On Wed, Apr 7, 2021 at 9:16 AM Ralph Mellor <ralphdjmel...@gmail.com> wrote:
[snip]

>
> Aiui this is correct (and to me intuitive) behaviour described here:
>
> https://docs.raku.org/language/numerics#Numeric_infectiousness
>
>
An overly simplified rule is being specified, without  any mention of the
underlying reasoning, to deal with situations that are anything but
"simple".
The documentation does, of course, explain correctly what raku does.
But I find the "logic" of what is going on here to be confusing.

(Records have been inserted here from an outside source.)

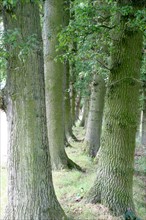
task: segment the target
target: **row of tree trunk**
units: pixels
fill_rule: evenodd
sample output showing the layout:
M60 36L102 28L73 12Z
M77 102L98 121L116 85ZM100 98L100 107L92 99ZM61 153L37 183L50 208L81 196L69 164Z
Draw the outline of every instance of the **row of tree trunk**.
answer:
M121 1L119 4L123 5ZM39 7L35 2L21 0L13 7L3 7L5 32L19 31L17 45L5 45L9 53L7 82L0 98L9 128L8 206L4 220L66 219L54 192L51 164L53 169L81 170L67 157L64 141L65 134L67 139L72 135L80 98L75 96L72 84L72 102L69 102L68 67L54 60L59 55L56 45L57 33L63 24L62 6L63 0L44 2L43 42ZM128 19L120 14L116 17L118 26L113 33L105 102L105 82L101 75L95 75L88 117L85 116L87 120L83 122L87 152L95 157L99 150L97 177L86 200L101 202L116 215L127 210L135 212L133 164L143 33L129 27ZM27 55L20 59L19 45L34 35L37 45L30 47Z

C:\_32>raku -e "say 1.8446744073709552e+19 == 18446744073709551615"
True

The LHS is a Num that exactly represents the base 2 integer
value1000000000000000000000000000000000000000000000000000000000000000.
The RHS is an Int that exactly represents the base 2 integer value
111111111111111111111111111111111111111111111111111111111111111.
I am surprised that raku perpetuates the dumb perl5/C behaviour of
asserting that those 2 values are equivalent.

When you throw in:

C:\_32>raku -e "say Similar things happen when Num and Rat/FatRat values
are intermingled. == 18446744073709551614"
True

C:\_32>raku -e "say 18446744073709551615  == 18446744073709551614"
False

we're left with the confusion of knowing that we have an instance of A == B
&& A == C, but B != C.
(A similar situation occurs when Num and Rat/FatRat values are
intermingled.)

Contrast that with the consistency of python3:

$ python3 -c "print(1.8446744073709552e+19 == 18446744073709551615)"
False

$ python3 -c "print(1.8446744073709552e+19 == 18446744073709551614)"
False

$ python3 -c "print (18446744073709551615 == 18446744073709551614)"
False

I'm not saying that raku is any worse than perl5 or C in this respect (it
isn't), but I am saying  that I much prefer the way that python3 deals with
the mixing of numeric types.

Of course, my preferences count for nothing at all.
Python, perl5, raku, C, the GMP and MPFR libraries all document what they
are doing - and all that matters is that they adhere to their respective
documentations.
All I have to do is to be aware of the differences, and code accordingly.